The Value of the Plan

One of those statements that agencies make so often they’ve come to believe it themselves is that clients won’t pay for media planning. This may be so, although it’s not my experience – after all can you blame clients for not wanting to pay for a skill the agencies themselves treat with such disdain.

Let’s take a really simple ‘Janet and John Do Media’ example. A media planner, working on a print plan decides for all sorts of good reasons that the optimum number of insertions per title is 5. He decides to recommend 5 titles, 5 insertions each, 25 insertions in total.

The planner presents his proposal to the client, and justifies the use of all 5 titles, as well as explaining why the magic number of insertions to achieve the client’s objectives is 5. It all makes sense to the client, who buys the plan and approves a budget of 100 units.

The planner passes the plan to the buyer to execute. The buyer does two things. First he decides that one of the selected titles doesn’t fit his agency’s deal criteria. So he changes the title for something broadly similar. He tells the planner of his decision (generally ‘tells’ as opposed to ‘asks’). Then he negotiates so efficiently that he delivers 6 insertions per title, 30 in total for the budget of 100 units.

The planner, if he’s doing his job correctly, tells the client that now that they’re in the market, negotiating the buys he proposes substituting one title not on the plan for a new title, even if he doesn’t necessarily explain the true reason why.

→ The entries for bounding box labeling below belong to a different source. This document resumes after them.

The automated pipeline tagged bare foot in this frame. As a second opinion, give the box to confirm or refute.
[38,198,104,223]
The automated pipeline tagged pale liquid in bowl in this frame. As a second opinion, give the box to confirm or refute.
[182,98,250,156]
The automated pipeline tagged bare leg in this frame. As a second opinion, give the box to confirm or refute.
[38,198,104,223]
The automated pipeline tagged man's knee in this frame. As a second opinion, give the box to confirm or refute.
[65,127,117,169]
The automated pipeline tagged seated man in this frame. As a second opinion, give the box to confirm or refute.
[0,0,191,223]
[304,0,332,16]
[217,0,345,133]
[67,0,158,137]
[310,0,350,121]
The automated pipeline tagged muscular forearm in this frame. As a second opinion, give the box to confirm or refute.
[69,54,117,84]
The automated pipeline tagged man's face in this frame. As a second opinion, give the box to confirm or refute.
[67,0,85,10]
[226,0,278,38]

In most cases the client will take the planner’s recommendation. Why wouldn’t he? The planner most likely won’t bother to reveal the increase from 5 insertions to 6 until after the event, at the post buy.

What’s happening in this example is the agency is a) acting in its own best interests by meeting its corporate deals; and b) spending to budget as opposed to buying the plan.

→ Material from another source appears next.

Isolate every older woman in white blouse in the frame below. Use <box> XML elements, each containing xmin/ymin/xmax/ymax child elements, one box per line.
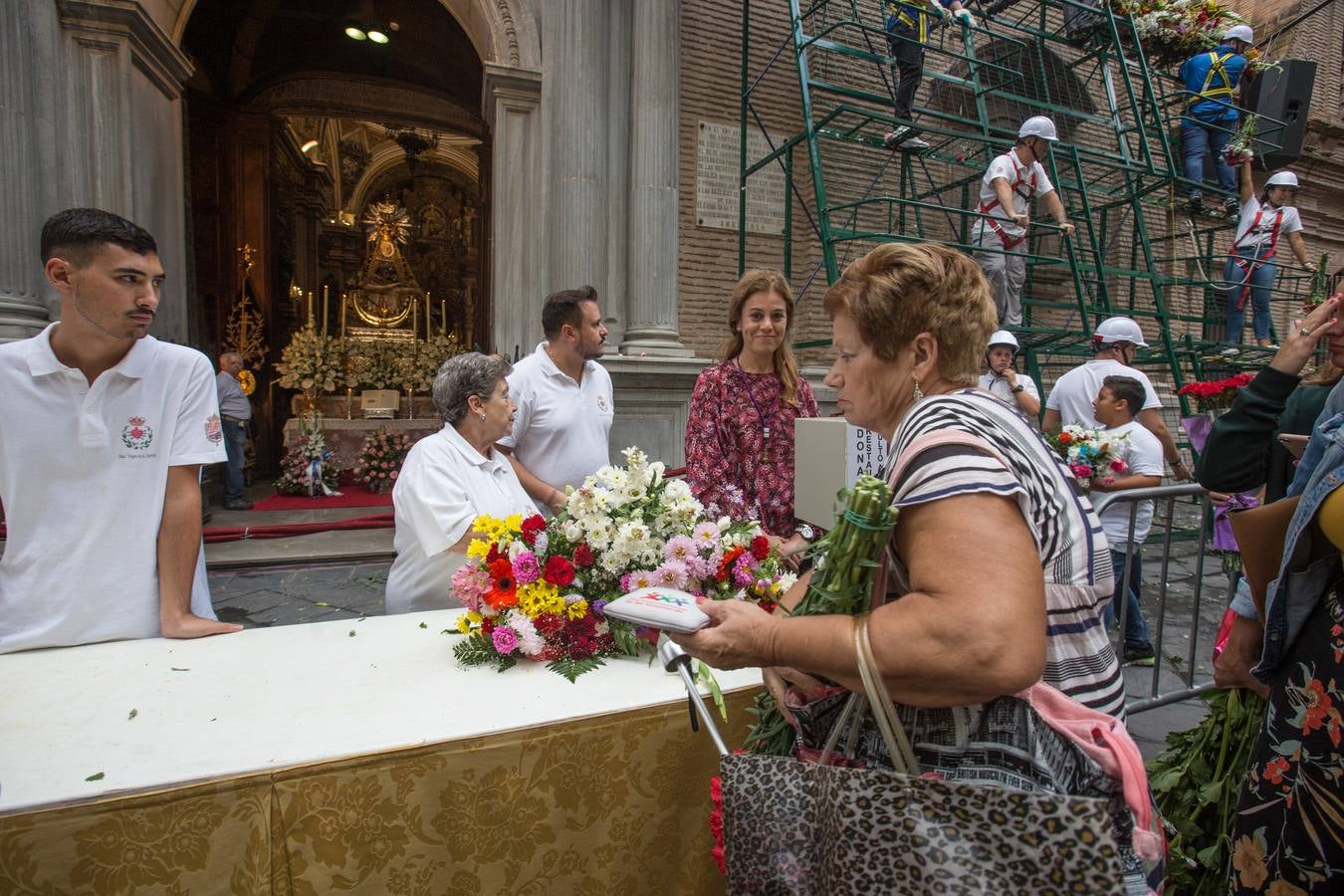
<box><xmin>387</xmin><ymin>352</ymin><xmax>535</xmax><ymax>612</ymax></box>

A savvy client might ask why, if 5 insertions per title is the optimum number as defined by the plan, his bought schedule finishes up with more. An even more savvy client might reasonably prefer to buy the carefully constructed and rationalised plan, and spend the money saved on that creative proposal made by the planner to conduct a piece of original research designed to learn something that can be applied to the next campaign.

In effect the difference between these two scenarios is buying to plan, and spending the savings to learn something, as opposed to spending the budget buying tons of stuff. It assumes that the planner has used his skills, and all the research at his disposal to propose the best recommendation to meet the client’s needs. Simply buying more is not necessarily the best use of the budget.

Of course in real life the agency will congratulate itself on a job well done; the media auditor will confirm that the deals have delivered value; and the marketing manager will tell his bosses that he’s managed his agency so effectively that they’ve delivered 30 insertions for the price of 25. He will also invent a dispute with the title dropped from the schedule, will tell everyone that they’ve stood up to a big bad media owner and have thus laid down a marker for the next time.

Where exactly in all of this is the plan? Why should the agency be paid for its planning input? Yes, this is a deliberately naïve and simplified example but the principles illustrate some of the problems bringing the agency business into such disrepute.